Врач Рагин тоскует о бессмертии и чувствует бессилие человека заменить идею бессмертия какою-либо другой.

Полезно ещё раз отыскать в памяти слова Достоевского: Без высшей идеи не существует ни человек, ни нация. А верховная мысль на земле только одна и конкретно — мысль о бессмертии души людской, потому что все остальные высшие идеи судьбы, которыми возможно жив человек, только из неё одной вытекают. Любовь к человечеству кроме того совсем немыслима, непонятна и совсем неосуществима без совместной веры в бессмертие души людской. Те же, каковые, забрав у человека веру в его бессмертие, желают заменить эту веру, в смысле высшей цели судьбы, любовью к человечеству, те, говорю я, подымают руки на самих же себя; потому что вместо любви к человечеству насаждают в сердце утратившего веру только зародыш неприязни к человечеству. …В следствии ясно, что суицид, при утрата идеи о бессмертии, делается идеальной и неизбежною кроме того необходимостью для всякого человека, чуть-чуть вставшего в собственном развитии над скотами. Наоборот, бессмертие, давая слово вечную судьбу, тем крепче связывает человека с почвой.

А ведь о Чехов и том (отыщем в памяти ещё раз) рассуждал: без сознания высших целей остаётся лишь хватить лбом об угол сундука…

Негромкий врач Рагин до неприязни к человечеству не дошёл, но остановился на полном равнодушии к смерти и жизни. Он принадлежит к тому разряду людей, о которых в Исповеди писал Толстой (относя к нему в какой-то момент и себя) и каковые находят выход только в том, дабы, осознавая зло и бессмысленность судьбы, тянуть её, зная вперёд, что ничего из неё выйти не имеет возможности. Рагин, последовательно следуя собственному безверию, доходит до пассивного безразличия к страданиям человеческим — и таковой логикой оправдывает себя.

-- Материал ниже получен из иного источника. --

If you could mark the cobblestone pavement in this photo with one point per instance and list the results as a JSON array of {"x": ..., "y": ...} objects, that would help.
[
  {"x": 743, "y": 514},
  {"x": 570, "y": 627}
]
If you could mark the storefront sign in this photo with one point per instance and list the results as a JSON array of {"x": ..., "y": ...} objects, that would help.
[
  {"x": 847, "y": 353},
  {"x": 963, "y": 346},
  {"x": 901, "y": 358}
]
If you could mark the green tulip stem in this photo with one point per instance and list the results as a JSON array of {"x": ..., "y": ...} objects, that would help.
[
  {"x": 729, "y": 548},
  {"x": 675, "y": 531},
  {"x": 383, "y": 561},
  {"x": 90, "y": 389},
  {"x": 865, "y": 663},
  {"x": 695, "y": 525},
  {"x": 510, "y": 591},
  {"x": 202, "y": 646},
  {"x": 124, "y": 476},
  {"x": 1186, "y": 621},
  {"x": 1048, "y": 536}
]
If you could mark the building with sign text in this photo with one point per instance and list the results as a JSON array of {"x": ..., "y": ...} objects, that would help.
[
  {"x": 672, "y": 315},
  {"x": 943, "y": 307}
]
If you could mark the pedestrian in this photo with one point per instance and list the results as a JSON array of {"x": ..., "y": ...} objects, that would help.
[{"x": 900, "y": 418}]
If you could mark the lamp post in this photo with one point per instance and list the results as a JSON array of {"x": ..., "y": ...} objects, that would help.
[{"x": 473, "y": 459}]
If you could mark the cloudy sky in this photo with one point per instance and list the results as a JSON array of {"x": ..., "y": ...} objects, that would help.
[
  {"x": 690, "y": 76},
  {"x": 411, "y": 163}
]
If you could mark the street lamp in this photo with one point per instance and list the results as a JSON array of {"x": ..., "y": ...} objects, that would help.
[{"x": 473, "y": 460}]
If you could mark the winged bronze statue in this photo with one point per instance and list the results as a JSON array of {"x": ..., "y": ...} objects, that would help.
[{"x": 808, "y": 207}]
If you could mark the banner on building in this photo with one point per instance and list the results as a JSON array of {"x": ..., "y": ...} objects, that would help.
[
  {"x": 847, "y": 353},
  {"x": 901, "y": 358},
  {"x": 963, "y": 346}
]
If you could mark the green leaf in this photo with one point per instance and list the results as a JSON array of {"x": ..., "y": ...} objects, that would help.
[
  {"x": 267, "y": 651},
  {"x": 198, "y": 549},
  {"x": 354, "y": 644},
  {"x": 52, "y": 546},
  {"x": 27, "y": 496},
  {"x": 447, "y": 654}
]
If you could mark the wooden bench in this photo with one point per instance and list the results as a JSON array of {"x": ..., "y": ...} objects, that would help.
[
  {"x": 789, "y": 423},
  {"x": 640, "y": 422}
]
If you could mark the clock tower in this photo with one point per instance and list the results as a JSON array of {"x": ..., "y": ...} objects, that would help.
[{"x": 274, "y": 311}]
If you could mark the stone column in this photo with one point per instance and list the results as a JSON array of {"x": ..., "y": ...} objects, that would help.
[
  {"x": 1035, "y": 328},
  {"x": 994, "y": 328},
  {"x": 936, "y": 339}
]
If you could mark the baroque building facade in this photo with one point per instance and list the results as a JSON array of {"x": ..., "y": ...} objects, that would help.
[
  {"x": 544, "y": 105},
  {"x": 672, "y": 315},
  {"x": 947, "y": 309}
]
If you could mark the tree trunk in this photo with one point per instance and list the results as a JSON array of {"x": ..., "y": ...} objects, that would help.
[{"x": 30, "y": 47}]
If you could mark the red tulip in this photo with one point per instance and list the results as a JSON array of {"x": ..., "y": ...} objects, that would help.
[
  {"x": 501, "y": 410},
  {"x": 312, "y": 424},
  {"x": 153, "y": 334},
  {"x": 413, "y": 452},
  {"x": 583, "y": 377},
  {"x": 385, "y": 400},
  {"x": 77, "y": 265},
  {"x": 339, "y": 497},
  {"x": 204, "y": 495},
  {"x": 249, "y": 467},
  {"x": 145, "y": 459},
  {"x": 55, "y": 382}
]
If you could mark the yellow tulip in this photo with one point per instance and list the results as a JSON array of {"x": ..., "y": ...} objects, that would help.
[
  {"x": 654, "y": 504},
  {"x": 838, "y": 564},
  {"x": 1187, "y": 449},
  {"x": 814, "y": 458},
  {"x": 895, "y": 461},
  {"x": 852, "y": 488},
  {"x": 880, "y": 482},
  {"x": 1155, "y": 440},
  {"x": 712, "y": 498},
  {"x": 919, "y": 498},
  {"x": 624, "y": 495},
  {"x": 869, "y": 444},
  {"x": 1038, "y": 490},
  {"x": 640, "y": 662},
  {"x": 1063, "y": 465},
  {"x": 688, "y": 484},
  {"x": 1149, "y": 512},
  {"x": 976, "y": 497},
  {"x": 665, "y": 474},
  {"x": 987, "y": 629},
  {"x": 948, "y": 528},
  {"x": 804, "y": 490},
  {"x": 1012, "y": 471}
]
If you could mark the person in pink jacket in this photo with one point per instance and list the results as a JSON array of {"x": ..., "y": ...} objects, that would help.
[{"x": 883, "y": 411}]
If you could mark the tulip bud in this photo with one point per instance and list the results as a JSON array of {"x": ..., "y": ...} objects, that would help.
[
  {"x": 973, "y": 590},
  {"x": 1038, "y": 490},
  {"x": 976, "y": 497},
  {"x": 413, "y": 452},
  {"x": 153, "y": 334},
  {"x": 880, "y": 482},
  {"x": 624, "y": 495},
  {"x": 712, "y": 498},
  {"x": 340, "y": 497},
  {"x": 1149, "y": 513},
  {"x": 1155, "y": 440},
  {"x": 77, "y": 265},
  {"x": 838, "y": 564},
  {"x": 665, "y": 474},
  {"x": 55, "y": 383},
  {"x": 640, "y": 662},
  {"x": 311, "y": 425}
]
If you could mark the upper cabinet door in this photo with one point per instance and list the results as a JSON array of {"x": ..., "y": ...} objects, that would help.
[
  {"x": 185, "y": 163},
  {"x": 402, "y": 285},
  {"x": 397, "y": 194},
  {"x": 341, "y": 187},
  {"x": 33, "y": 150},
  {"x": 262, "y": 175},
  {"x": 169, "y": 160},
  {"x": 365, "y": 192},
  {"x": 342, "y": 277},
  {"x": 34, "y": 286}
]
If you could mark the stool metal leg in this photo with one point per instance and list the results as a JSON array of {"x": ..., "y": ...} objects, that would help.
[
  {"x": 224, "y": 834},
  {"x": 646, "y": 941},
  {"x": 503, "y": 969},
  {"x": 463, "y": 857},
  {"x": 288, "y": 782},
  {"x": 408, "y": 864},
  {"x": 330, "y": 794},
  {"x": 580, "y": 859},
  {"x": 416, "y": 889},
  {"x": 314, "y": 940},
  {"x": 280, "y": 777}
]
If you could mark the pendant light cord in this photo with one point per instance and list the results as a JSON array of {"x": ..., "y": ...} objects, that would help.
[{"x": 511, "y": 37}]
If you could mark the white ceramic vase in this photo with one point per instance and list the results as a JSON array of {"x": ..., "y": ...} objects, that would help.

Принципиально важно еще подметить: сам Чехов вовсе не владел тем равнодушием к чужим страданиям, которое исповедует и осуществляет на практике его персонаж. Следовательно, безверие, в случае, если и коснулось его, не отыскало в его душе питательной базы. В Палате № 6 автор убедительно раскрыл губительность для жизни по большому счету пессимизма и идей безверия. О повесть и том.

Не находя в жизни никакого смысла, врач начинает видеть в ней только комплект тщетных случайностей. И это неизбежно: последовательное противоположное миропонимание может основываться только на вере в Промысл.

Всё зависит от случая, — рассуждает Рагин в беседе с Громовым. — Кого посадили, тот сидит, а кого не посадили, тот гуляет, вот и всё. В том, что я врач, а вы душевнобольной, нет ни нравственности, ни логики, а одна лишь безлюдная случайность.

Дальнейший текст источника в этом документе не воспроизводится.